Il est parfois des rencontres qui façonnent une œuvre. La rencontre entre François Truffaut et Henri-Pierre Roché est de celles-là. Rencontre très tardive, peu avant la mort de Roché, mais au combien fructueuse, Truffaut ayant reconnu en son aîné, les thèmes et une écriture propres à sa vision du cinéma.



Avant le succès de Jules et Jim au cinéma, Henri-Pierre Roché était quasiment inconnu du grand public. Né en 1879, Roché est l’exemple même de ces dandys fin de siècle, passionnés par les arts et la littérature qui se mêlent à de nombreux cercles. A Montmartre, il fréquente Apollinaire, Pierre Mac Orlan, Max Jacob…Ses pas le mènent auprès de musiciens, Georges Auric ou Erik Satie. Néanmoins, la peinture sera toujours son domaine de prédilection. Après avoir mis en doute ses propres talents de peintre, il soutient les plus grands : Le Douanier Rousseau, Soutine, Braque Brâncusi…Il fut un temps le compagnon de Marie Laurencin et surtout, c’est lui qui a servi d’intermédiaire à la vente de tableaux de Picasso (auprès de Gertrude Stein en particulier), avant que Kahnweiler reprenne l’exclusivité des ventes.

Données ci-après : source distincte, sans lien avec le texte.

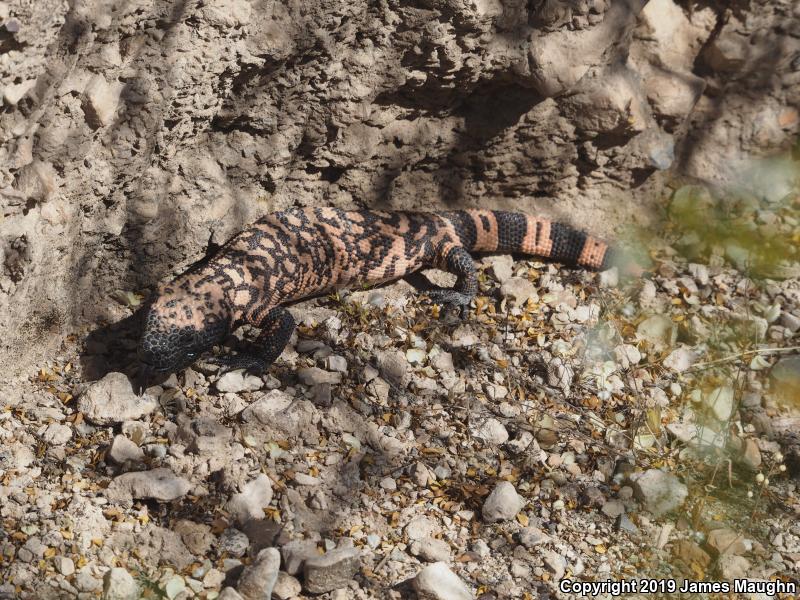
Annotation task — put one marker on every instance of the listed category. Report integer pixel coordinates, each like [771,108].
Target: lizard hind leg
[276,329]
[458,261]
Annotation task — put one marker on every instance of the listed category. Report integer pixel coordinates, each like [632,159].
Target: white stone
[438,582]
[520,290]
[491,431]
[100,101]
[112,400]
[502,504]
[420,527]
[57,434]
[720,403]
[659,492]
[249,504]
[122,450]
[332,570]
[118,584]
[64,565]
[158,484]
[680,359]
[237,381]
[258,579]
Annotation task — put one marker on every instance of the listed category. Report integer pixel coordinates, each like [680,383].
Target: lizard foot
[451,299]
[231,362]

Parallèlement à sa carrière de collectionneur et de marchand de tableaux, l’écriture l’attire. Il rédige des carnets de notes, quelques ébauches de romans. Il cherche à mieux cerner sa vie intime et amoureuse. En cela, ses lectures lui permettent d’étayer sa réflexion. Nietzsche tout d’abord, qui lui fait renoncer à la prédominance de l’ordre moral. Freud ensuite, qu’il lit dans le texte dès 1906 (L’interprétation des rêves) après sa rencontre avec Franz Hessel. Ce dernier devient rapidement un ami très proche. Ensemble, ils se lancent dans une vie de cabaret et de conquêtes féminines dans le Berlin d’avant-guerre .Plus tard, Roché sera fasciné par la femme de Hessel : Helen. Ce trio amoureux sera au cœur de l’intrigue de Jules et Jim. L’écriture du roman proprement dite reste cependant un projet inachevé. Ce n’est qu’à la mort de Hessel au camps des Milles en 1941 que Roché, profondément touché, franchit le pas. Jules et Jim, paru chez Gallimard en 1951, ne passe à la postérité qu’après sa redécouverte, par hasard, par Truffaut.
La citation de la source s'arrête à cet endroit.